The second reason for concluding that a change of heart based on rational argument is unlikely is the mendacity which was required to justify the innovation. In the first place the innovators, to coin a phrase, are in so deep that to go back were as tedious as to go o’er.

Scripture has been traduced, and now its authority is openly denied. The history of the first three centuries of Christianity has been unrecognizably distorted. Ecumenical projects of long-standing have been wilfully wrecked. The Leonine view of Anglican Orders has been cheerfully adopted, and the claims of Saepius Officio scorned and rejected. The bonds of Communion among the Anglican Fellowship of Churches have been impaired (and, in all probability, permanently fractured). By the so-called ‘doctrine of reception’, private judgement in orders (and who knows, as yet, what else?) has been willingly introduced. By the so-called doctrine of Provincial Autonomy local option solutions have been declared an essential characteristic of Anglicanism. One could go on.

The catalogue of attendant innovations and deleterious consequences can seem unending. The truth is that Anglicanism has been changed and changed radically.

Worst of all, women’s ordination has established a principle which, though it has not yet received a name, is set to govern it for the foreseeable future. It is the principle that the innovator has but to act unilaterally to gain acceptance. What three retired bishops did in Philadelphia, any bishop can now do anywhere. And some assuredly will.

Pandora’s Box

It is no exaggeration to say that the present turmoil in the Communion springs directly, logically and inevitably from the arguments used to support the ordination of women to the priesthood and the episcopate. That innovation opened, as we can now see, a basic fault-line in Anglicanism. For no-one, on either side, in this seismic phenomenon can that be comfortable. For those, like Rowan Williams, temperamentally and theologically located on very the fault line itself, it must be a daily agony.

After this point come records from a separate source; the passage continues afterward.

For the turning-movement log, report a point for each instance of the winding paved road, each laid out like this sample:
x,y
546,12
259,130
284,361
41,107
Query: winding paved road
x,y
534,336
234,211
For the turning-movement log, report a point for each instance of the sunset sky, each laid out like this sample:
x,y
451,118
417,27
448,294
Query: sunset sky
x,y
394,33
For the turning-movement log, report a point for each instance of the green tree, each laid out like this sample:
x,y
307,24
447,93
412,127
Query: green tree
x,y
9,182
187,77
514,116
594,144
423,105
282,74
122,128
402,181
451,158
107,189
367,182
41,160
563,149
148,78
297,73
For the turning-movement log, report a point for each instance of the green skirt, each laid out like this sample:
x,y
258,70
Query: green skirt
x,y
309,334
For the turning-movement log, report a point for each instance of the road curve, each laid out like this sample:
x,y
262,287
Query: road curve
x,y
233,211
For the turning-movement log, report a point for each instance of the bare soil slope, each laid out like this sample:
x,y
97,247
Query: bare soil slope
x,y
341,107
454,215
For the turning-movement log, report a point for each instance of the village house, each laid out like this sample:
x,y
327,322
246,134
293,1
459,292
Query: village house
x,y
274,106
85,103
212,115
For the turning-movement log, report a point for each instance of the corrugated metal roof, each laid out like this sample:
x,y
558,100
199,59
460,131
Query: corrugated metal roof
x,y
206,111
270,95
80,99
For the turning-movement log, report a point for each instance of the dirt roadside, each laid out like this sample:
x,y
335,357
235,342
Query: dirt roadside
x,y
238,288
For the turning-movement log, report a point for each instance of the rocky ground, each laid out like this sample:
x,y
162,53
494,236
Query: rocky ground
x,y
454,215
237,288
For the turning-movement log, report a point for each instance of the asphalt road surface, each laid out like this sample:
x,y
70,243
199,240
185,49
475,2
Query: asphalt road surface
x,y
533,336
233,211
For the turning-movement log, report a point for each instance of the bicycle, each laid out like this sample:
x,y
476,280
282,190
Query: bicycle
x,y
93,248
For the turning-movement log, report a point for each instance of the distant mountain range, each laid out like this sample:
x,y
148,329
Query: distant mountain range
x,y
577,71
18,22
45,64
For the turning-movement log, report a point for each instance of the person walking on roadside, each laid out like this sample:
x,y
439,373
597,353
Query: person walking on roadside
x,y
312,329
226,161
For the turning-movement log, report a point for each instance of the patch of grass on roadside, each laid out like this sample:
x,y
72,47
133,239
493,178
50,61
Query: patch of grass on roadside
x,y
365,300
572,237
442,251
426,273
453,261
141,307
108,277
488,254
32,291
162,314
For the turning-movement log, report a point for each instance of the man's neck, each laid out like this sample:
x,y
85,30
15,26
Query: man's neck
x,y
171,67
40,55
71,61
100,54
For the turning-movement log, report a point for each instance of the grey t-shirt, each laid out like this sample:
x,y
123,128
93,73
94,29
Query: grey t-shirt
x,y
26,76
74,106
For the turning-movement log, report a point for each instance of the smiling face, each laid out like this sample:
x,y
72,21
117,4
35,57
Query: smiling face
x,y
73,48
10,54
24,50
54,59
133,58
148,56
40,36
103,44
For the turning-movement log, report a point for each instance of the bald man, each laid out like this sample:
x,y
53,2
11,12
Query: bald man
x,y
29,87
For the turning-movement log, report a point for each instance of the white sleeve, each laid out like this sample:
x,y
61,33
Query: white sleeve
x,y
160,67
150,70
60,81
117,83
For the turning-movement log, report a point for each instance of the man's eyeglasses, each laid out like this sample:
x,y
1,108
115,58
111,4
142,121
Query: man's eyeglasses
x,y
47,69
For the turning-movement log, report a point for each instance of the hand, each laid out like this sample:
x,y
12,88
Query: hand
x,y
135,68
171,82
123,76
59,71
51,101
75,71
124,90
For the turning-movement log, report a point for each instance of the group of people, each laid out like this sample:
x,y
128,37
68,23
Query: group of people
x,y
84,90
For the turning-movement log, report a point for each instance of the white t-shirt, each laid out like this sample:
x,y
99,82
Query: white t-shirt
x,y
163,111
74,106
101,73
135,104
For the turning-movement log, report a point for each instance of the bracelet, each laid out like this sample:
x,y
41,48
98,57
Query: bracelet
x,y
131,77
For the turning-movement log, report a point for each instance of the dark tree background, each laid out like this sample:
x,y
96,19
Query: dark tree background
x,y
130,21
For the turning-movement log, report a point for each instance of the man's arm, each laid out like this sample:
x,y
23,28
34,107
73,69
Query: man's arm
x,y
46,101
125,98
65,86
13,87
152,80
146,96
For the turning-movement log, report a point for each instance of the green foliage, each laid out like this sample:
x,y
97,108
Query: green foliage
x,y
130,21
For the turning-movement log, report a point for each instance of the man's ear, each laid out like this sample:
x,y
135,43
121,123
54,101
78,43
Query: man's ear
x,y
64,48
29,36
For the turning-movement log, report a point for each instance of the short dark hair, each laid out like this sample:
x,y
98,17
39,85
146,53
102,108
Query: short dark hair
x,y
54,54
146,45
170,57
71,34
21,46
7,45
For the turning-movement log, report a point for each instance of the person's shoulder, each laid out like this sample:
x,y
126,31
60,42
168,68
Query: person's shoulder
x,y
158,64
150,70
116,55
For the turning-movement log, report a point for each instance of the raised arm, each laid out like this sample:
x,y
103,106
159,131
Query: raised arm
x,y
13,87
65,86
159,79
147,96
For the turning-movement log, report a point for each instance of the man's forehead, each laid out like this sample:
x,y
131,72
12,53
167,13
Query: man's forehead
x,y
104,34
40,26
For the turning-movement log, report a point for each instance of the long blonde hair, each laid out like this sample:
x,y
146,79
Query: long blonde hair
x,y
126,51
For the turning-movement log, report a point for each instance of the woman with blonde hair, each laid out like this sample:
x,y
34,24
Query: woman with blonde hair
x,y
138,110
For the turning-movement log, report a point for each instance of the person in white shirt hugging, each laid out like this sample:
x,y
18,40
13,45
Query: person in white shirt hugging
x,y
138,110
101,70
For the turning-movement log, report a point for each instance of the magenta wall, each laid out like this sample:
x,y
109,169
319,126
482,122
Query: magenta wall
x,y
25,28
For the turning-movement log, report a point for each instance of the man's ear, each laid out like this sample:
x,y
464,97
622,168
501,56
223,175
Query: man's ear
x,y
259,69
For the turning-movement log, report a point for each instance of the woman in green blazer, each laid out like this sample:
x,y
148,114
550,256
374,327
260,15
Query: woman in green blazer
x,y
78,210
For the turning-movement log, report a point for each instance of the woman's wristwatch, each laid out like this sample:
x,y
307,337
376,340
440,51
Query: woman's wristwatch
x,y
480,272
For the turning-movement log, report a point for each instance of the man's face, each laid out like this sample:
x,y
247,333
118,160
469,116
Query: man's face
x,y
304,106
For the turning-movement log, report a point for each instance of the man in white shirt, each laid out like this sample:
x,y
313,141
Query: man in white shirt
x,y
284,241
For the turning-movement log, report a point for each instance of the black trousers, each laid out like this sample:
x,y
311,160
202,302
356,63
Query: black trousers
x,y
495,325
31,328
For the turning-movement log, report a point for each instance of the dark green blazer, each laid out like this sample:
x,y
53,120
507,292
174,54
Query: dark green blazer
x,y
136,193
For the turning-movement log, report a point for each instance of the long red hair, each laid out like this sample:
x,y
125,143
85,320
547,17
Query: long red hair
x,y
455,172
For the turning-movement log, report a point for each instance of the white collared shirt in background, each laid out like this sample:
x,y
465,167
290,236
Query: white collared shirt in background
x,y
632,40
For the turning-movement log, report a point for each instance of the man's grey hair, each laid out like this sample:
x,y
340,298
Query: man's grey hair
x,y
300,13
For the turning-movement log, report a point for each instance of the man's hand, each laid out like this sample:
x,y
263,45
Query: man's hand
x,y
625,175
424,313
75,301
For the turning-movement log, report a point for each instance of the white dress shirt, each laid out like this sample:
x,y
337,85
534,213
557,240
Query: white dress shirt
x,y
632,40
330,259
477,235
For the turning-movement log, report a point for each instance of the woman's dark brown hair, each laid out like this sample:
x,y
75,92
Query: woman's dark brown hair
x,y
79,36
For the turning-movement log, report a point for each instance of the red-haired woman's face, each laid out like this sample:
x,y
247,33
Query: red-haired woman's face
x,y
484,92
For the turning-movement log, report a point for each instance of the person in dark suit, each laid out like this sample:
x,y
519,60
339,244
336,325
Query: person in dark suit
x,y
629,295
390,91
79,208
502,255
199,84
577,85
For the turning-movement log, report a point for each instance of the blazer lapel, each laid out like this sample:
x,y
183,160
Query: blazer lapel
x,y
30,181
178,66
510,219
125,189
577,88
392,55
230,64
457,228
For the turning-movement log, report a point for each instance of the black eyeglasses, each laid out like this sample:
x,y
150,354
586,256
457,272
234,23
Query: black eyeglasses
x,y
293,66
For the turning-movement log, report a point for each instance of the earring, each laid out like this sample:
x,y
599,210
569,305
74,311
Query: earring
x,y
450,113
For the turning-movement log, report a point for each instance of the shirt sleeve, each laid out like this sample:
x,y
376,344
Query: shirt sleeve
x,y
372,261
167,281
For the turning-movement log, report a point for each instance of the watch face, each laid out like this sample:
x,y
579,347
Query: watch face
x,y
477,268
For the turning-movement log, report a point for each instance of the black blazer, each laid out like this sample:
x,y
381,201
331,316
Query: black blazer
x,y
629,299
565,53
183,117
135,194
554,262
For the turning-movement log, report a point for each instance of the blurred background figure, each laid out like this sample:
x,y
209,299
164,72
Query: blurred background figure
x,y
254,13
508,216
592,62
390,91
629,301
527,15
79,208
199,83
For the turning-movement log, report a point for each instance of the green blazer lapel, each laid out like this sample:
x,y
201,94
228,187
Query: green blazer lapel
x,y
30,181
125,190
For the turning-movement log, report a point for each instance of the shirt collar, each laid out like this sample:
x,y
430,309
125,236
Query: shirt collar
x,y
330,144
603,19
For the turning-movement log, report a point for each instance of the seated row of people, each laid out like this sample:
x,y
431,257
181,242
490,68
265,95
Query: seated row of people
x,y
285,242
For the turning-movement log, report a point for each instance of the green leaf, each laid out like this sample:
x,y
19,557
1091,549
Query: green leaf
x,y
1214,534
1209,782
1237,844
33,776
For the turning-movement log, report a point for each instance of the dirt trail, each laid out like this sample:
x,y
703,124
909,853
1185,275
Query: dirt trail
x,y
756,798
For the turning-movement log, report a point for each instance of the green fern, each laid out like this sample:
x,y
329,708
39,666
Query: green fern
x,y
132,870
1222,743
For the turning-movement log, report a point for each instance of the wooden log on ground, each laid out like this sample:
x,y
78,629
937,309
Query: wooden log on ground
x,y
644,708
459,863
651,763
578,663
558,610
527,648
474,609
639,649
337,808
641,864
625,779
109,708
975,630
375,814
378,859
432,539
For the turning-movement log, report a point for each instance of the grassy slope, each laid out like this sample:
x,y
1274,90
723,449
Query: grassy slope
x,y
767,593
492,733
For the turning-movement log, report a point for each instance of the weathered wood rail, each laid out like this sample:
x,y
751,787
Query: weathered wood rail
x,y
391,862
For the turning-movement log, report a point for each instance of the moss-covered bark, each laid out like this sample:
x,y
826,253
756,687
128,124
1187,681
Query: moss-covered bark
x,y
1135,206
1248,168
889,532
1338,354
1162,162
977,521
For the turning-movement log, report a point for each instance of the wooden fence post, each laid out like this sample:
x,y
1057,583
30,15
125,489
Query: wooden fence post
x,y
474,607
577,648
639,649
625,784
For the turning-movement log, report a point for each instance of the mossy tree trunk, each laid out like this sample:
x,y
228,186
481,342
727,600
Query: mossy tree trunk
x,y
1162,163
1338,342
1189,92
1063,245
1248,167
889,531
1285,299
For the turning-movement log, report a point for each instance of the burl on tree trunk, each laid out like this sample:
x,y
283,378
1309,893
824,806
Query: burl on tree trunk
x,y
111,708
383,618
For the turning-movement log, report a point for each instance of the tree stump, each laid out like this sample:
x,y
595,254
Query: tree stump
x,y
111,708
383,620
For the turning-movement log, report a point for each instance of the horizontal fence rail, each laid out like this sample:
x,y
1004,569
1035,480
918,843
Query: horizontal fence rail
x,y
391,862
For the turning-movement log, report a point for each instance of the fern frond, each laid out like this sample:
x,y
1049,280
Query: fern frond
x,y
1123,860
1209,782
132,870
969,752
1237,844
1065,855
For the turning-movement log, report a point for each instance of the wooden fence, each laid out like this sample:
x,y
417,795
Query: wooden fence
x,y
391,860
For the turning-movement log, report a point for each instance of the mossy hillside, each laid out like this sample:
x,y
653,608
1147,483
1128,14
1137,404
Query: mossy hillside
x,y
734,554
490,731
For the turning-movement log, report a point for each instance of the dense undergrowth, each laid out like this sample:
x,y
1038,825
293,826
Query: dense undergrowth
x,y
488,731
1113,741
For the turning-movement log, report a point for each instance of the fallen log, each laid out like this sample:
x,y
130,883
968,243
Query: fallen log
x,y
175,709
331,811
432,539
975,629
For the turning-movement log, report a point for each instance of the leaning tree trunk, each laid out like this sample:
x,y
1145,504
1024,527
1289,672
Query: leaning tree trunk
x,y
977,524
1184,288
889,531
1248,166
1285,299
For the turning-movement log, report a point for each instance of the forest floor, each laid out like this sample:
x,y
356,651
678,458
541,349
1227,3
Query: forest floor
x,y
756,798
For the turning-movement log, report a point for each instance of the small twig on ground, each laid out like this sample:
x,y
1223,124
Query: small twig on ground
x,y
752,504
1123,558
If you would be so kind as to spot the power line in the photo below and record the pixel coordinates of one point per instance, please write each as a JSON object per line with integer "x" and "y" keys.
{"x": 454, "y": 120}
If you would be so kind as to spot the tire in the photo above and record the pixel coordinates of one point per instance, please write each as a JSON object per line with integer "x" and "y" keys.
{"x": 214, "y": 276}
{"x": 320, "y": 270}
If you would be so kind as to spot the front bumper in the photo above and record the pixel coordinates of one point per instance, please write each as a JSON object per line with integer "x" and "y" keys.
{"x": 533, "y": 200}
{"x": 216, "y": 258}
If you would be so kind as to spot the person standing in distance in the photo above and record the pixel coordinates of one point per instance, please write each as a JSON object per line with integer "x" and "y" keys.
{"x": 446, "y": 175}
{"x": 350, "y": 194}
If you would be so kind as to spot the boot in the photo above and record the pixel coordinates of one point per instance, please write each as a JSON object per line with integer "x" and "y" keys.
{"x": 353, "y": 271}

But there is no going back – and precious little room for dialogue. Gene Robinson, with the destructive gentleness of which is he is so eminently capable, has epitomized the futility of dialogue in a single phrase: ‘Just simply to say that it goes against tradition and the teaching of the church and scripture does not necessarily make it wrong.’

To have said that is to have said all. It is to have demolished at a stroke all possible lines of communication, because, for those of us opposed to recent innovations, fidelity to scripture and tradition, and ecumenical sensitivity to the mind of the great churches of East and West, is an integral part of being a Catholic Christian, in this or any age. To deny and deliberately to overthrow the authority of scripture, as the tradition has received and interpreted it, is not experiment; it is apostasy.

The appeal to ‘contemporary experience’ above scriptural authority (the methodology upon which the arguments for women’s ordination and for homosexual practice are both ultimately based) is a priori unacceptable to orthodox Christians. In a recent interview in The Church of England Newspaper George Carey put the matter with stark clarity: ‘Experience you see is not a fourth way of doing theology. Experience is a very important test, but experience itself can be very poor, it can be a false guide.’